Look for pot with two, non-heating handles.
Do not buy a non-stick finish; breaks down.
Invest in a good timer.
Read manufacturer’s directions thoroughly.
Always check rubber gasket for cracks, tears.
Sets with two size pots are nice.
Accessories include steamer trivet and ceramic casserole.
Pressure Cooker Proceedures
Consult a good cookbook in pressure cooking techniques. Those by Lorna J. Sass are highly recommended.
To begin, place food in pressure cooker. In some cases, you will use the pot as a conventional pot, sauteing ingredients in oil first, for example.

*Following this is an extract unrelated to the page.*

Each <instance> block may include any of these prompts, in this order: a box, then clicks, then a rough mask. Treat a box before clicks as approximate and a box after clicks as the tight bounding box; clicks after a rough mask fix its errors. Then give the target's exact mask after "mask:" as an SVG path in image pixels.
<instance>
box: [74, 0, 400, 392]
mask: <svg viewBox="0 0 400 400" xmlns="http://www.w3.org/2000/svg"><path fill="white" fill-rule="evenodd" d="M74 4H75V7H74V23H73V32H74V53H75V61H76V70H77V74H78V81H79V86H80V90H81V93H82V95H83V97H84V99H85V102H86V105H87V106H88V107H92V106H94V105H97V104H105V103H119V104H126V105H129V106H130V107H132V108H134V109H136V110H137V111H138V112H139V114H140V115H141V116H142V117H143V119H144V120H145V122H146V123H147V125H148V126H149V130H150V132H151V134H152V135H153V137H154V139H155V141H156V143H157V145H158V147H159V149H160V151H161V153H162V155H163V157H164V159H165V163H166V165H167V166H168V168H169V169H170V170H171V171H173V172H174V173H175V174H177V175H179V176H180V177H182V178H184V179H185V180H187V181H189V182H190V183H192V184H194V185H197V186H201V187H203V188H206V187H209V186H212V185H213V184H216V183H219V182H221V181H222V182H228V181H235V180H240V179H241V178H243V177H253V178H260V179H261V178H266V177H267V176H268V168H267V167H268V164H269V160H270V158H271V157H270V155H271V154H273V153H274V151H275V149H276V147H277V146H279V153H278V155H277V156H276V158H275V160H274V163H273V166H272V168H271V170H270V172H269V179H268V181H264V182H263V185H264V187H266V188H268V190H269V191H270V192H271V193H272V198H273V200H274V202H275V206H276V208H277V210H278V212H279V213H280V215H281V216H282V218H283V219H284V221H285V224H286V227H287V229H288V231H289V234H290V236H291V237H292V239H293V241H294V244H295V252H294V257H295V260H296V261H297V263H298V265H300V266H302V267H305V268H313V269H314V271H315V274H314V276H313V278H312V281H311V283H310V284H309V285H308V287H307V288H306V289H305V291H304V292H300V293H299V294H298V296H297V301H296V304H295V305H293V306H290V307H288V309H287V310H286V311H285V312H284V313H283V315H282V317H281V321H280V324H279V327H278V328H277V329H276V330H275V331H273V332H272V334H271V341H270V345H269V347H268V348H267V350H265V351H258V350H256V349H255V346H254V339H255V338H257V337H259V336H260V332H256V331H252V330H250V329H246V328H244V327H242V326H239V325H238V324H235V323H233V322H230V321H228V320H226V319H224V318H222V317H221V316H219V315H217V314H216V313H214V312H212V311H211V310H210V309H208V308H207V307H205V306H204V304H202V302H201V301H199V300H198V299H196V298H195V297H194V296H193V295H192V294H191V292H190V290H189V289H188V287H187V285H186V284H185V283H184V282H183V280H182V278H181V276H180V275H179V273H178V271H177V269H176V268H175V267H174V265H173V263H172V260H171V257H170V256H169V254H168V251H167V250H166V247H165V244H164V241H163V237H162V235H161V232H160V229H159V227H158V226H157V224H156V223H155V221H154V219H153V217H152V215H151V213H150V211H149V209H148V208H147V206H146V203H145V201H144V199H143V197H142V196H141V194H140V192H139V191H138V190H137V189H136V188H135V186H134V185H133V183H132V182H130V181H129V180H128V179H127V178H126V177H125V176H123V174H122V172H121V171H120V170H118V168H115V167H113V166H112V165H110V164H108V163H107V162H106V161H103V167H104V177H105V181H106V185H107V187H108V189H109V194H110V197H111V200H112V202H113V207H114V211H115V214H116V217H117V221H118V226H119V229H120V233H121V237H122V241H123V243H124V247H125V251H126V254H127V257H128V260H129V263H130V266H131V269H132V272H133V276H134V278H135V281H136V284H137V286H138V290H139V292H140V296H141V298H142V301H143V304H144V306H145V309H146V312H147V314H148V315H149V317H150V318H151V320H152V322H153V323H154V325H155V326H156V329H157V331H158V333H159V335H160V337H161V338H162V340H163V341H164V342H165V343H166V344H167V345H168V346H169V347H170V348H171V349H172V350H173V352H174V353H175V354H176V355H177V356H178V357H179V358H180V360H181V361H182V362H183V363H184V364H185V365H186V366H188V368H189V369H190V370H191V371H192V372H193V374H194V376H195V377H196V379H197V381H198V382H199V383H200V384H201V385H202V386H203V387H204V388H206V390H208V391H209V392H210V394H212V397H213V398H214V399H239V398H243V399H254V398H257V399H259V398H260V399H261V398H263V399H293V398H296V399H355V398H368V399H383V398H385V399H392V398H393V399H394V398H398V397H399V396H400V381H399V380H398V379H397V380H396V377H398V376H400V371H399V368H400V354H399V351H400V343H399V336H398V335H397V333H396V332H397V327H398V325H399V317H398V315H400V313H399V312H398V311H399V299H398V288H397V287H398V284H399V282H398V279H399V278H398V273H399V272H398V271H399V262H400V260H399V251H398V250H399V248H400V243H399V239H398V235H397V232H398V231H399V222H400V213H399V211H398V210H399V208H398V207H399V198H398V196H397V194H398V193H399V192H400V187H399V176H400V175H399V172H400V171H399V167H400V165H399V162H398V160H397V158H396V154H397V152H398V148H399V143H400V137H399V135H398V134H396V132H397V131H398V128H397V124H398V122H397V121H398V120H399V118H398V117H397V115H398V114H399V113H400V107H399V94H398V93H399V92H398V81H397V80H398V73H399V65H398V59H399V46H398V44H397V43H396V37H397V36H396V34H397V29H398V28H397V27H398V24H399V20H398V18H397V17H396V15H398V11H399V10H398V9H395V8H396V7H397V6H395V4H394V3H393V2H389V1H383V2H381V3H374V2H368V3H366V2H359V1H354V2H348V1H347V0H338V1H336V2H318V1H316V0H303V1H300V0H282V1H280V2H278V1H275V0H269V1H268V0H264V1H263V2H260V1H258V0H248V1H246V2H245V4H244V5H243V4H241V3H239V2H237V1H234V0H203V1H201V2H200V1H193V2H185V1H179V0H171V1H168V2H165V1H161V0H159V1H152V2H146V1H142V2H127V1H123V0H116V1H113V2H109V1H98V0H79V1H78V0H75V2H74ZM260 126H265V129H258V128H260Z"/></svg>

The amount of liquid is a key issue in pressure-cooking. Too much and you get a watery result. Too little and this intensely high-heat method will stick and scorch. Ingredients high in sugar and fat tend to burn. Most pressure cookers specify an amount of liquid required to bring the pot to pressure and properly cook without burning; check the manual. (It’s usually at least 2 cups liquid for an average-size pot.)
Because pressure cookers are so heat-efficient, don’t use the highest heat setting on your stove. Start at medium-high (8 on a 10-scale dial) and cook at pressure at medium-low (4 on a 10-scale dial).
With food ready to cook at pressure, place stove on medium-high heat, place lid on pot and lock, wait for food to come to pressure (steam will escape and hiss from valve, or on silent models there’s a dial that shows that the pot is at pressure).
Immediately turn heat down and set timer to desired cooking time.
During cooking, use your ears and nose. Listen for interruptions in the hissing, which may indicate a plug in the valve. Pay attention to the aroma; if it smells like it’s burning, it is.
When the desired time has elapsed, there are two methods for bringing pressure down:
1. QUICK RELEASE Wearing hot pads, take the entire pot, over to the sink. Place it in the sink under the tap. Turn on the cold water and listen for the sharp clack that indicates pressure has been released. If you turn off the water and release the lock and still hear steam escaping, turn the water on again for a little while. It may clack, whine or stop hissing. Modern safety features prevent you from opening lid at pressure. Unlock and remove lid.
2. NATURAL RELEASE Turn off heat under pressure cooker and allow to cool until you hear the clack that indicates pressure is released 5-20 minutes, depending on how full the pot was. Unlock and listen for steam. Open after all steam has escaped.
Remember that pressure cooking is an inexact science. Cooking times are generally a guidelines but you may have to return food to pressure for a few minutes if it doesn’t look or taste done. You’ll learn your way around your own recipes after a trial or two.